Avec Daniel Craig, James Bond a enfin trouvé l’interprète que l’on attendait depuis… Sean Connery. Après l’impeccable Casino Royale, l’acteur rempile pour Quantum of Solace. Et se confie à Focus.

On le croyait, à vrai dire, pratiquement rangé des affaires, relique de la Guerre froide que ses évolutions successives avaient petit à petit détourné de son objet. Si bien d’ailleurs que James Bond – c’est de lui qu’il s’agit – semblait plus n’avoir à opposer à la concurrence que charme et désinvolture – arguments un brin désuets, on en conviendra, face aux Jason Bourne et consorts.

C’est là qu’entre en scène Daniel Craig, acteur britannique ayant fait l’essentiel de son parcours au théâtre ou dans des productions cinématographiques indépendantes – de Love is the Devil de John Maybury, à Hotel Splendide de Terence Gross; soit pas exactement le genre de CV dont sont bardés les aspirants agents secrets. Tout au plus si le Road to Perdition de Sam Mendes avait permis à un public plus large de prendre la mesure de son talent.

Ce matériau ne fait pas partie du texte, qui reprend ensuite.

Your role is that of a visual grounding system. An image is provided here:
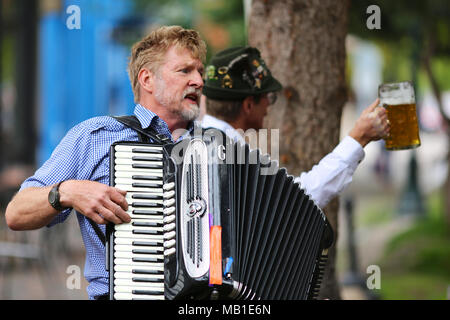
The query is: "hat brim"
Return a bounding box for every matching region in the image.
[203,77,283,100]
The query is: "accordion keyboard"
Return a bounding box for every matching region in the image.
[110,145,175,300]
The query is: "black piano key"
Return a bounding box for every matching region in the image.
[131,156,162,161]
[131,202,163,208]
[131,175,162,180]
[131,163,163,169]
[131,182,162,188]
[131,193,163,200]
[191,219,197,262]
[132,290,164,296]
[131,277,164,283]
[131,241,164,247]
[131,269,164,275]
[131,148,162,154]
[132,210,162,216]
[131,249,164,254]
[186,220,192,258]
[132,257,164,262]
[131,221,164,228]
[133,230,164,235]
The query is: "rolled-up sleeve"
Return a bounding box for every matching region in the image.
[295,136,365,208]
[20,125,90,227]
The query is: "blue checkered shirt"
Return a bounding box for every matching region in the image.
[21,104,193,299]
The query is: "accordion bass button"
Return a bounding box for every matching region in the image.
[164,198,175,207]
[164,248,175,256]
[163,190,175,199]
[163,182,175,191]
[163,214,175,223]
[163,223,175,231]
[164,231,176,240]
[164,240,176,248]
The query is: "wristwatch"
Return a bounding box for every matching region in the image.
[48,181,64,211]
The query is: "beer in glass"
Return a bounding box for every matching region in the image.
[378,81,420,150]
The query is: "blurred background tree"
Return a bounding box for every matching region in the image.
[248,0,349,299]
[349,0,450,226]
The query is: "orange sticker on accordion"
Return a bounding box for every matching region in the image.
[209,226,222,284]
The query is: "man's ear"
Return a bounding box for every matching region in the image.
[138,68,154,93]
[242,96,254,116]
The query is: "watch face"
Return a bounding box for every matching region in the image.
[48,190,56,204]
[48,188,59,208]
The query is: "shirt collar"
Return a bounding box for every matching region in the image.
[134,104,195,140]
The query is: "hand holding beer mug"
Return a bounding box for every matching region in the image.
[378,81,420,150]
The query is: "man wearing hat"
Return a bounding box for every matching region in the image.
[202,47,390,207]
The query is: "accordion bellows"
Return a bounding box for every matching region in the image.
[107,130,333,300]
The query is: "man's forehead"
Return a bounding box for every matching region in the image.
[165,46,203,68]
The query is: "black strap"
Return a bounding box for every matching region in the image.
[86,115,170,245]
[113,115,171,144]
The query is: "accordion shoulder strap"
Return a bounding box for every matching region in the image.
[113,115,170,144]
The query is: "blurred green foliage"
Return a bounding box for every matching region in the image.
[129,0,247,61]
[379,192,450,299]
[349,0,450,91]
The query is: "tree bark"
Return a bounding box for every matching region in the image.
[248,0,349,299]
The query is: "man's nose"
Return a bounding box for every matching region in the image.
[190,71,203,88]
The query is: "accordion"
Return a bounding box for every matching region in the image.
[106,130,333,300]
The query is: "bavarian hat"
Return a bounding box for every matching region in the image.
[203,47,282,100]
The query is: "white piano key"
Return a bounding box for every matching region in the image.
[163,214,175,223]
[114,263,164,274]
[114,238,164,248]
[125,198,164,206]
[115,184,161,195]
[114,168,163,178]
[164,248,176,256]
[127,212,163,222]
[114,222,165,231]
[114,230,164,240]
[163,182,175,191]
[114,150,163,159]
[164,198,175,207]
[114,292,164,300]
[114,251,164,263]
[114,272,164,282]
[114,279,164,292]
[114,244,164,252]
[163,207,175,215]
[114,258,164,268]
[164,231,176,240]
[164,223,175,231]
[164,240,176,248]
[114,164,163,174]
[114,158,163,166]
[114,144,162,154]
[114,177,163,188]
[163,190,175,199]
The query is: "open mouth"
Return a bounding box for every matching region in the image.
[184,93,198,103]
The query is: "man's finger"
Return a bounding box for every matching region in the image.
[98,207,122,224]
[113,187,127,196]
[367,98,380,112]
[111,189,128,211]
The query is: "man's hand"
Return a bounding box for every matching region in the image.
[349,99,391,147]
[59,180,131,224]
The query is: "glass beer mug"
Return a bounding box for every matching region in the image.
[378,81,420,150]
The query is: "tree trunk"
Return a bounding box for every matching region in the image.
[248,0,349,299]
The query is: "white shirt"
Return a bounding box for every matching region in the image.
[202,115,365,208]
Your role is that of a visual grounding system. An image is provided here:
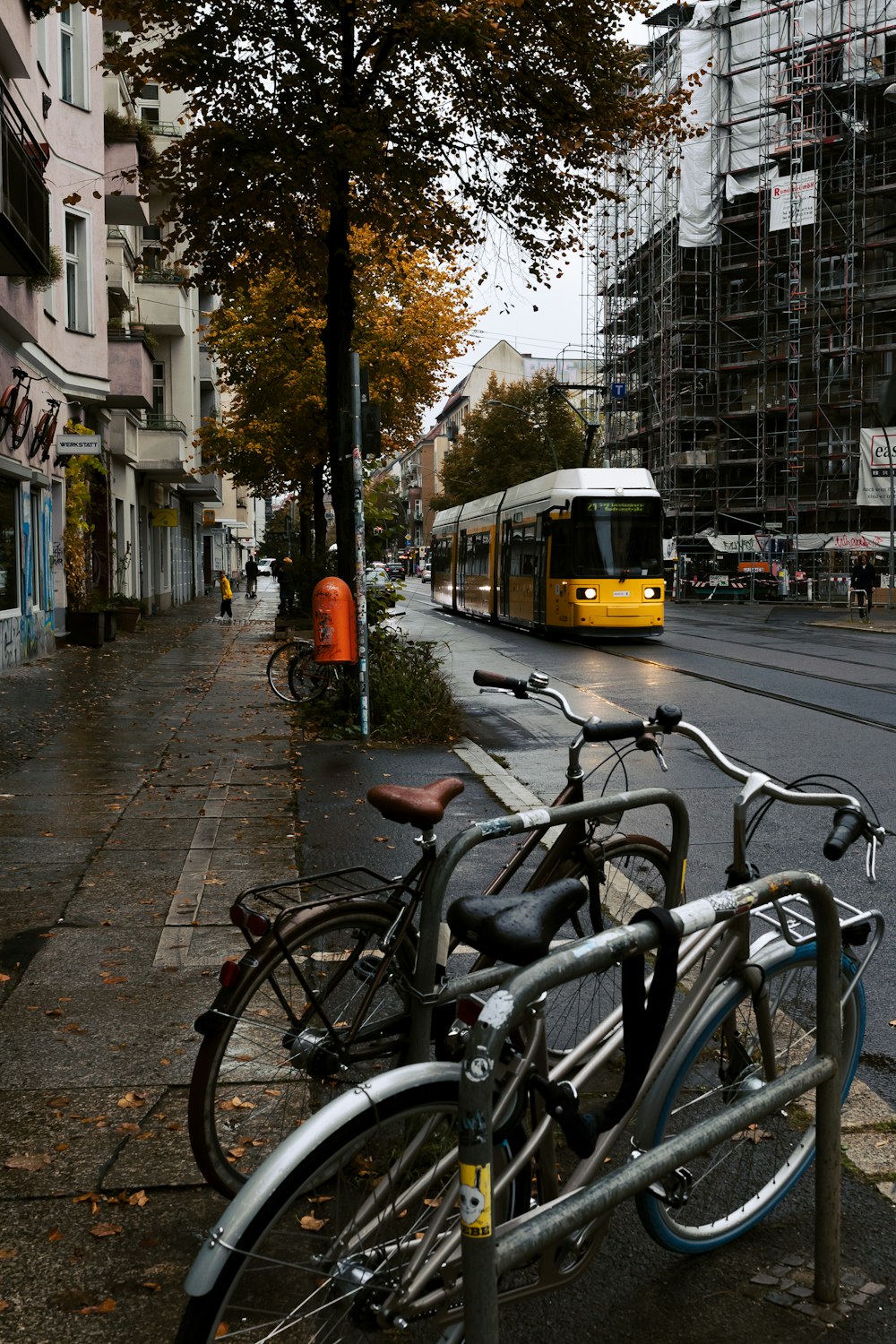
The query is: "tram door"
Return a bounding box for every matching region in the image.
[533,513,551,625]
[498,519,513,617]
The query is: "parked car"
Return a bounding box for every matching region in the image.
[364,564,395,607]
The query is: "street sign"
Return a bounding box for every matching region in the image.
[54,435,102,457]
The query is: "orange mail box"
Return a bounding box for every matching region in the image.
[312,578,358,663]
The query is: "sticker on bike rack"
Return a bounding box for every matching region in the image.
[463,1046,495,1083]
[479,989,513,1029]
[477,808,551,836]
[458,1163,492,1236]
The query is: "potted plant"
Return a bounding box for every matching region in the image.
[62,446,107,650]
[108,542,146,634]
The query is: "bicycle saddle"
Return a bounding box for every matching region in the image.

Contre toute attente, c’est pourtant vers lui que se tournent Barbara Broccoli et Michael G. Wilson, les producteurs, au moment de choisir le successeur à Pierce Brosnan, et donc celui par qui doit passer le renouveau de Bond. En guise de renouveau, il faut d’ailleurs plutôt parler d’un retour aux sources: Casino Royale est en effet le premier roman de Ian Fleming mettant en scène Double zéro sept, sur le point d’obtenir le fameux permis de tuer. Coup d’essai, et coup de maître: si le rôle de Bond l’a cueilli par surprise, Craig apparaît comme l’homme de la situation, modèle de sécheresse et interprète idéal de 007 depuis un certain Sean Connery, pas moins… La franchise aujourd’hui joliment relancée, on retrouve l’acteur à Bregenz, en Autriche, où la production de Quantum of Solace, 22e épisode de la série réalisé par Marc Foster, a installé ses quartiers. Investi, Craig témoigne aussi d’un sens de l’humour particulièrement aiguisé (et résolument british: on ne se refait pas…)

Focus: la pression est-elle plus importante pour Quantum of Solace qu’elle ne l’était pour Casino Royale?

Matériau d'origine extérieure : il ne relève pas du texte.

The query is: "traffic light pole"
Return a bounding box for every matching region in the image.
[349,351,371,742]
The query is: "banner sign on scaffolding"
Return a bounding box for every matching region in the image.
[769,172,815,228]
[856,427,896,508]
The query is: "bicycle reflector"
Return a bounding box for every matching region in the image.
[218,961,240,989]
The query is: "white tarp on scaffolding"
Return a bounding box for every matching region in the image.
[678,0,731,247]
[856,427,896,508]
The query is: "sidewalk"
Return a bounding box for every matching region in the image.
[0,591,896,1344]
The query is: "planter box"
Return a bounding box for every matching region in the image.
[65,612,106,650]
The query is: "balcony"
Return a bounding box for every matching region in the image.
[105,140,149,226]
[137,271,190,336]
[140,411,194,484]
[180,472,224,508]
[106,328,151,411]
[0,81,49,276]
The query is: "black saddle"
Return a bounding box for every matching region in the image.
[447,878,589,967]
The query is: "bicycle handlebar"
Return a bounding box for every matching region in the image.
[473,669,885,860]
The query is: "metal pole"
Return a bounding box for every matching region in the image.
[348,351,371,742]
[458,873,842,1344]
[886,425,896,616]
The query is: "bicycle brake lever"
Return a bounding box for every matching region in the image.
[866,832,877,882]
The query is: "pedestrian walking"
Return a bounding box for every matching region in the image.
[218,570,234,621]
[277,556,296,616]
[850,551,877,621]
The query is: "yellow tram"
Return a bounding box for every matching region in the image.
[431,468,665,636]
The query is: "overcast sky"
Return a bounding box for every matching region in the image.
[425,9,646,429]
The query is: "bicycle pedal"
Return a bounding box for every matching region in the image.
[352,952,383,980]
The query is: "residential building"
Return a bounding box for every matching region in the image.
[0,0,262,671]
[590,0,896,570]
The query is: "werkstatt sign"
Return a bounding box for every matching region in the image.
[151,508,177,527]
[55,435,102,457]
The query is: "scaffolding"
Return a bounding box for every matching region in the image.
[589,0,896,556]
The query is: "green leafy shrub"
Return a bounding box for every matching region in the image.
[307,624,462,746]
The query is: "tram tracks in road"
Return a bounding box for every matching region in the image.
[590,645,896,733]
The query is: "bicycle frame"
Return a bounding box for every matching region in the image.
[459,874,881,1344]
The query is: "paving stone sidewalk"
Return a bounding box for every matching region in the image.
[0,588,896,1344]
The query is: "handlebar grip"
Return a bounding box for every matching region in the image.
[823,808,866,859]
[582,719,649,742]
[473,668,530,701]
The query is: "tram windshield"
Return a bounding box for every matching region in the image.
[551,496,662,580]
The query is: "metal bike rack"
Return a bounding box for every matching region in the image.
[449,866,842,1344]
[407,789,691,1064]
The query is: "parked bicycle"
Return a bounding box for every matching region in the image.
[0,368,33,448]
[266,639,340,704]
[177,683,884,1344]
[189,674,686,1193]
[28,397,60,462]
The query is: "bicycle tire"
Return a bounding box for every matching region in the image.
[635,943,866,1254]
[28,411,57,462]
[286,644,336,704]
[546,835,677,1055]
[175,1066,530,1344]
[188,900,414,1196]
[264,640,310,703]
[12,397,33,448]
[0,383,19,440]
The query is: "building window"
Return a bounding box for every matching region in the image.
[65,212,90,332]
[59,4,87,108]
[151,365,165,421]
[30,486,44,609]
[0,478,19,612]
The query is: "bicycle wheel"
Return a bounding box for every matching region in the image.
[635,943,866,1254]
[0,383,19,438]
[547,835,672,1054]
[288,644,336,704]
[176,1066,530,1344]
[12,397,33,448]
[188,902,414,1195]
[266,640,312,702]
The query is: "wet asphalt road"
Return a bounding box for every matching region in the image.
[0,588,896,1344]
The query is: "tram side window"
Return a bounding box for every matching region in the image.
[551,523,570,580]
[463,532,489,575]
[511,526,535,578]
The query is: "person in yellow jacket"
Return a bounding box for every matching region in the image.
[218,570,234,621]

Daniel Craig: oui, mais c’est une pression positive, qui résulte du succès du précédent. Si Casino Royale avait été un échec, je n’ose imaginer à quoi ressemblerait notre conversation. La pression est en effet immense; d’autant plus, en ce qui me concerne, que j’ai toujours affirmé vouloir être en mesure, quoiqu’il arrive, de me retourner et regarder ces films individuellement mais aussi comme un tout, pour voir s’ils tenaient la route en tant que tels. L’enjeu est avant tout de tourner le meilleur film possible.

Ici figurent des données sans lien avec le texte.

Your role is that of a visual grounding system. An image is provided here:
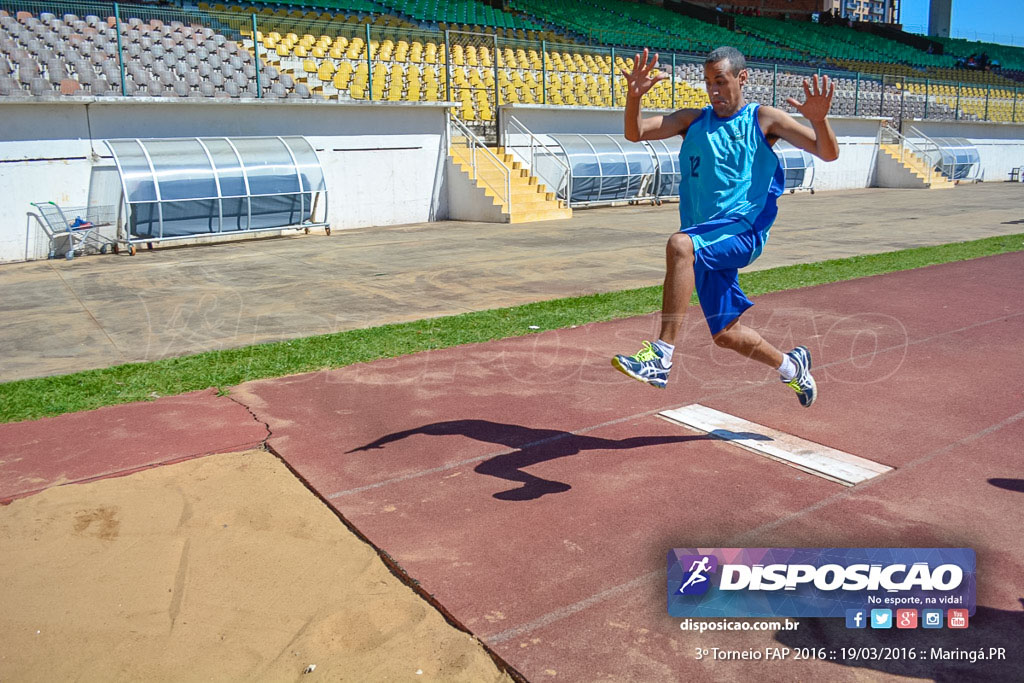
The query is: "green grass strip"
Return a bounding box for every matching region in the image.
[0,234,1024,422]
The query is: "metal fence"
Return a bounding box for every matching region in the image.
[0,0,1024,125]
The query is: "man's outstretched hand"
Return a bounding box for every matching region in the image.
[621,47,669,97]
[785,76,836,122]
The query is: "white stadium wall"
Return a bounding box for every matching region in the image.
[903,121,1024,182]
[0,97,449,262]
[499,104,883,190]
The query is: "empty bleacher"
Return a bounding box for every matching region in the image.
[0,0,1024,122]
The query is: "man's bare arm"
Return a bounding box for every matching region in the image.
[622,48,700,142]
[760,76,839,161]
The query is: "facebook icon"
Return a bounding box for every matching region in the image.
[846,609,867,629]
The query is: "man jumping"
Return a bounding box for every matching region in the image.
[611,47,839,407]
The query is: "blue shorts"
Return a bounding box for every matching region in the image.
[680,218,770,337]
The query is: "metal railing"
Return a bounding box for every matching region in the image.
[449,116,512,212]
[501,114,572,202]
[879,122,945,185]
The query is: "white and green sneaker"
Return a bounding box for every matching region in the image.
[782,346,818,408]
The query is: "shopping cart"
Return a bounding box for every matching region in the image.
[31,202,135,260]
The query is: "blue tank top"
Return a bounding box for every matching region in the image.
[679,103,785,231]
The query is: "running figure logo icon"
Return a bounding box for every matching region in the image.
[679,555,718,595]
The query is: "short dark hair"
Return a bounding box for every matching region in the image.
[705,45,746,76]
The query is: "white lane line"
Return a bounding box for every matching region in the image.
[658,403,893,486]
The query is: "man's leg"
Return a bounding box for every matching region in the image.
[611,232,694,389]
[714,318,785,368]
[713,318,818,408]
[658,232,693,346]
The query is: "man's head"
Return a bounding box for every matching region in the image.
[705,47,750,118]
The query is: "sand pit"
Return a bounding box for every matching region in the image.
[0,451,511,681]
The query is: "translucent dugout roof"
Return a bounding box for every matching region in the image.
[104,135,327,240]
[645,135,683,197]
[549,134,657,205]
[932,137,981,180]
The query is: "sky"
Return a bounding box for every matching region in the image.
[900,0,1024,45]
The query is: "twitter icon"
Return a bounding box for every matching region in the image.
[871,609,893,629]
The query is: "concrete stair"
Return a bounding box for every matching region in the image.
[880,144,955,189]
[450,138,572,223]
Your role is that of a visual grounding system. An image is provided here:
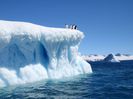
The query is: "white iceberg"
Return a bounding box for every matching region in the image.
[103,54,120,62]
[0,21,92,87]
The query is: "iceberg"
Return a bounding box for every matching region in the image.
[0,20,92,87]
[103,54,120,63]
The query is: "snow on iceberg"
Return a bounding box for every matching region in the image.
[0,20,92,86]
[103,54,120,62]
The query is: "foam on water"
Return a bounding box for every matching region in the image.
[0,21,92,87]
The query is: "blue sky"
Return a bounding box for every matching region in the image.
[0,0,133,54]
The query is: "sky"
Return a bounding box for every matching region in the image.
[0,0,133,54]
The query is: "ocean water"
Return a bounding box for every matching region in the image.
[0,61,133,99]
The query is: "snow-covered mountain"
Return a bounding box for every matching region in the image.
[82,54,133,62]
[0,21,92,86]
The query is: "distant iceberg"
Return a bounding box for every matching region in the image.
[103,54,120,62]
[0,21,92,87]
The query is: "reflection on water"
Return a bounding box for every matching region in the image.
[0,61,133,99]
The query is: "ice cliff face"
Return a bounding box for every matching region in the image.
[0,21,92,86]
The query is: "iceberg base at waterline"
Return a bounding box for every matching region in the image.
[0,20,92,87]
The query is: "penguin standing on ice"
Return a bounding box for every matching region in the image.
[72,24,77,30]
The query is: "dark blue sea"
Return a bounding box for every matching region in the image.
[0,61,133,99]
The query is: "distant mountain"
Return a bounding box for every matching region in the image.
[103,54,120,62]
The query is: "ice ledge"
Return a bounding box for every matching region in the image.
[0,20,84,42]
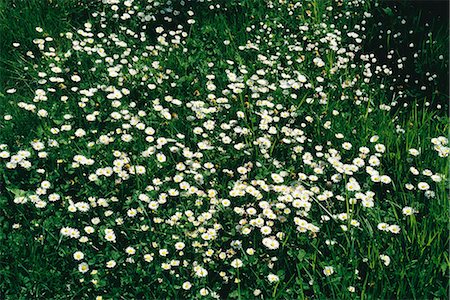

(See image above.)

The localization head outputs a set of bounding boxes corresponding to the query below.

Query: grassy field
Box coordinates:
[0,0,450,299]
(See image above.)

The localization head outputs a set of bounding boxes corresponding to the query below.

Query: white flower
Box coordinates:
[78,263,89,273]
[125,247,136,255]
[106,260,117,269]
[380,254,391,266]
[262,237,280,250]
[73,251,84,260]
[270,173,284,183]
[267,273,280,283]
[323,266,334,276]
[417,182,430,191]
[402,206,415,216]
[182,281,192,291]
[231,258,243,269]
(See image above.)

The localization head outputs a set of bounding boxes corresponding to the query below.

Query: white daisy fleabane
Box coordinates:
[0,0,450,298]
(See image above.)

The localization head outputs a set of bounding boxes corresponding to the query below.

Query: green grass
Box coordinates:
[0,0,450,299]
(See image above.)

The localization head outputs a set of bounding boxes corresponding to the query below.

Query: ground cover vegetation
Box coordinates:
[0,0,450,299]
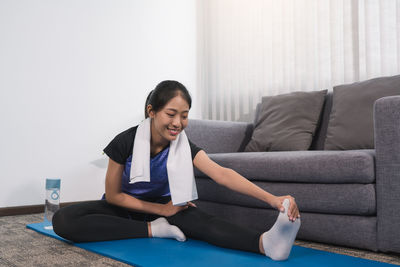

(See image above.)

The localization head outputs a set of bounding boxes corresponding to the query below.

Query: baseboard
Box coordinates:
[0,201,82,216]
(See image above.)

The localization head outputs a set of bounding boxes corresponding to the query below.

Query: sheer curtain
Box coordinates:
[198,0,400,121]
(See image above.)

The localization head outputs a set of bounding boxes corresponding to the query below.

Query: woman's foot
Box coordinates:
[260,199,301,261]
[149,217,186,242]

Bénéficiez-vous de plus de liberté de la part des producteurs du fait du succès de Casino Royale ?

C’est en tout cas ce qu’ils se plaisent à me laisser croire (rires). J’ai fait mon petit bonhomme de chemin, mais ils m’en ont aussi donné l’opportunité. Avant d’entamer le second volet, nous avons eu une conversation autour de mon implication, du fonctionnement d’une entreprise aussi vaste, et de la façon dont je pourrais me saisir de différents aspects. Depuis, j’ai été impliqué aux différents stades, et cela continue – il y a maintenant plusieurs mois que je me suis totalement investi dans le projet.

Avez-vous notamment eu le « permis » d’en choisir le réalisateur?

C’est un processus collectif. Mais quand on a cité le nom de Marc Forster ( Ndlr, réalisateur de Monster’s Ball et The Kite Runner, notamment), j’étais extrêmement enthousiaste, en raison notamment de ses immenses qualités de conteur d’histoires. Nous avions l’avantage, pour Casino Royale, de pouvoir nous appuyer sur un roman. Ici, même en poursuivant l’histoire, nous devions réinventer quelque chose. Il fallait donc quelqu’un de la trempe de Marc pour appuyer l’histoire et ses personnages.

Casino Royale débutait en noir et blanc, sur un mode un peu arty. Peut-on s’attendre à quelque chose de comparable?

Non. Mais le production designer du film n’est autre que Dennis Gassner(1), dont le travail est fantastique. J’ai toujours aimé les premiers Bond, avec leur vision. Sans vouloir les imiter, nous cherchons à donner à ces films un style très fort. Bond le mérite: c’est une figure qui relève de l’icône de cinéma, nous devons au minimum lui donner le meilleur de nous-mêmes.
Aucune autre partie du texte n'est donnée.